Wednesday, November 08, 2000


Businesswoman gives homes fresh, new look

By JAN HOGAN

By JAN HOGAN

VIEW STAFF WRITER

Giving a home a new look can be costly.

A sofa here, an end table there, a piece of artwork on the wall -- it's enough drive a homeowner to debt.

That's where Ruthanne Hatfield comes in. In fact, she comes right into your home and provides the fresh look without purchasing so much as a knickknack.

Using only the room's existing furniture, Hatfield will rearrange everything so it has a professionally pulled-together look.

She's not so much an interior designer as she is an interior re-designer. In fact, her company is called The Art of Interior Placement.

"Each room has a focal point," she said. "Whether it's a window or a fireplace or whatever, but once I identify what it is, I can build around it."

To re-do a room means removing the knickknacks, the wall hangings and all the furniture and starting with a barren room. She then assesses what the room needs and works her magic.

Hatfield estimates she's done about 300 rooms in the past four years, with much of the business coming from other businesses.

For individuals, her first visit is an hour-long consultation, which costs $50. From there she can determine if the job will take half a day or a full day and set her schedule, and price, accordingly.

For those who want to move the furniture themselves, she'll advise them on proper placement for $100.

Hatfield displayed her room design talent as a youngster, beginning with her family's house.

"My parents were never sure what the house would look like when they came home," she said with a laugh.

She earned her degree in Interior Designing and Space Planning at Endicott College in Massachusetts, but her particular talent for discovering was realized by taking an intensive week-long course. The result is Hatfield can create a room where people naturally feel comfortable.

One of the mistakes people make when they decorate a house is to have two large pieces of furniture facing each other. It gives people nowhere to stare but at each other, she said. Another mistake is to back a couch up to the longest wall and center a picture above it. Too rigid, Hatfield noted.

She likes to pull furniture away from the walls and create cozy conversation areas, set off with the correct lighting and maybe an area rug.

She said her most challenging project was making over a huge room which had completely straight lines.

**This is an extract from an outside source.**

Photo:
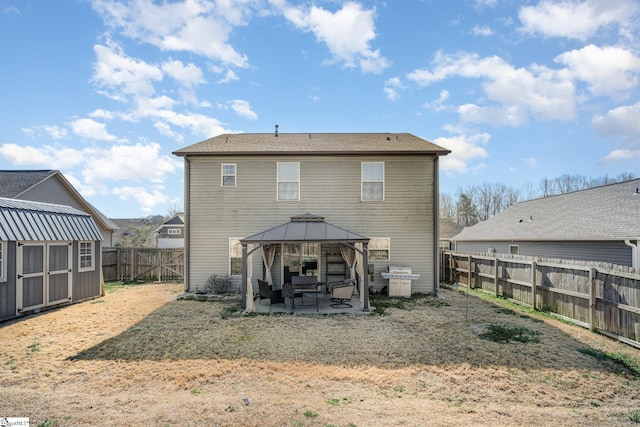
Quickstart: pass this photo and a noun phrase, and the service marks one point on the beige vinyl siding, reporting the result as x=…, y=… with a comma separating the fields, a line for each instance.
x=330, y=186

Undeterred, she followed her basic rules for incorporating the space, using multiple levels of height to draw the eye and making the largest upholstered piece anchor the space, and her instincts just took over from there.

"You know the job is done right if you have winding traffic patterns," she said. "You need peaks and valleys. People like to discover little treasures as they go along."

One-quarter of Hatfield's business is staging a house for re-sale. Another 23 percent involves new-home move-ins or setting up the furniture as soon as the movers truck it in. She likes those projects as it gives her a clean slate with which to work. That and she doesn't have to move the furniture twice -- a big plus.

While mixing the tastes of young newlyweds is challenging, not trampling on the "But I've had this for years" mentality of second marriages is harder. Hatfield has had to mix leather with chintz, paisley with animal prints -- but she does it.

"Sometimes I put a throw on the leathers," Hatfield admits. "But I've found that having a third person there to arrange everything usually stops the fighting."